Congress shall make no law ...
That's all well and good - and I agree with it - but what does it have to do with a School Board? It doesn't say anything about a School Board establishing a religion..
The School Board is a part of - or at least, derives it authority from - the state (municipalities do not exist under the Constitution; their powers are derived from the state). So the real question is, does the first amendment's establishment clause apply to the states as it does to the federal government? The answer is that the Supreme Court has held that first article of the fourteenth amendment compels states to comply with most of the Bill of Rights (relevent text in bold):
All persons born or naturalized in the United States, and subject to the jurisdiction thereof, are citizens of the United States and of the State wherein they reside.

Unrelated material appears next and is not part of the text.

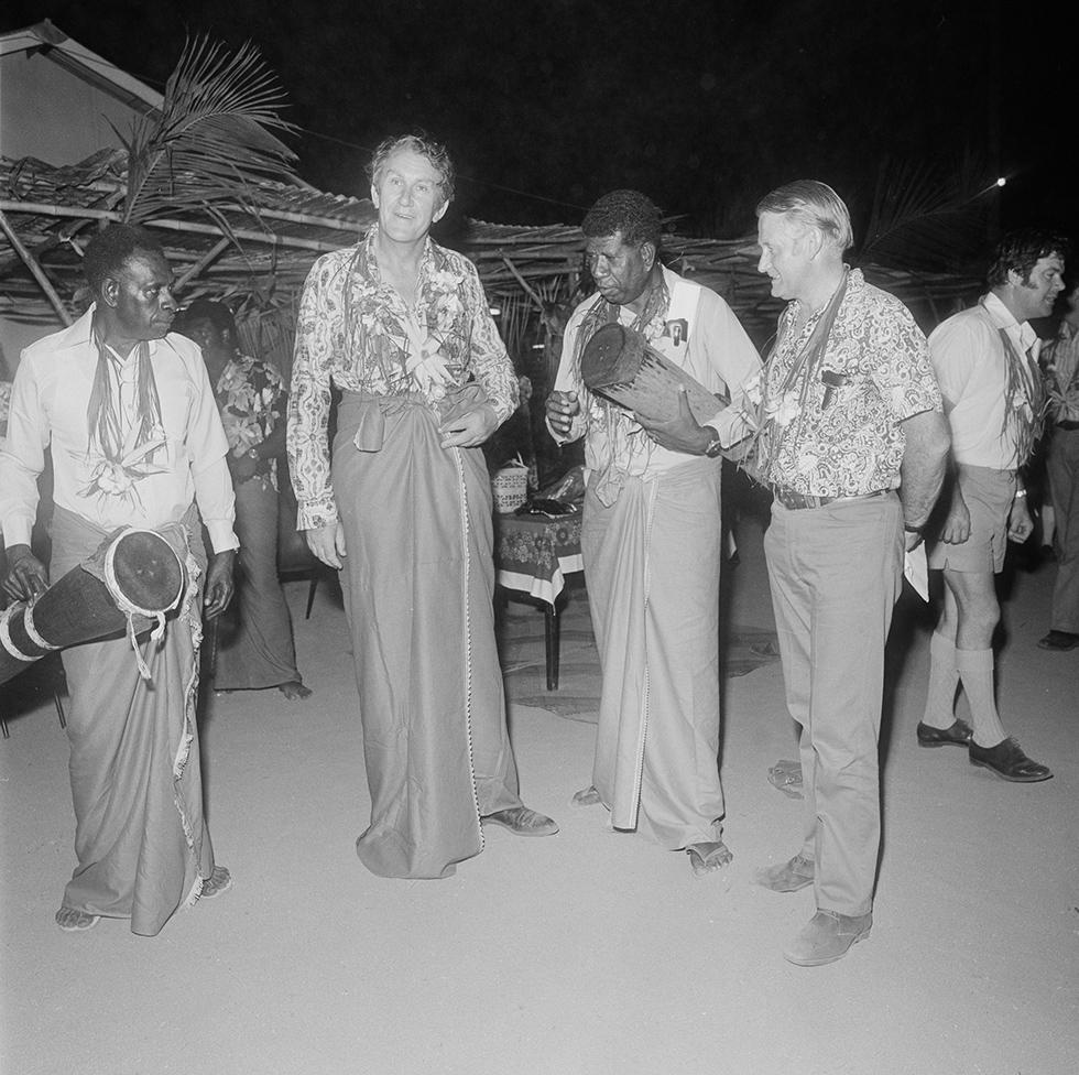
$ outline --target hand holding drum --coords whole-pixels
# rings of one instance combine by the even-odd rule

No State shall make or enforce any law which shall abridge the privileges or immunities of citizens of the United States; nor shall any State deprive any person of life, liberty, or property, without due process of law; nor deny to any person within its jurisdiction the equal protection of the laws.
So most of the Bill of Rights applies to states, including the First Amendment. The establishment clause therefore restricts the School Board from establishing a religion, which the courts have held can include teaching religiously-influenced non-science in a science class. (That is, until the majority on our conservative supreme court - they of "strict constructivism" - decide to pass an entirely new law taken from their collective rectum.)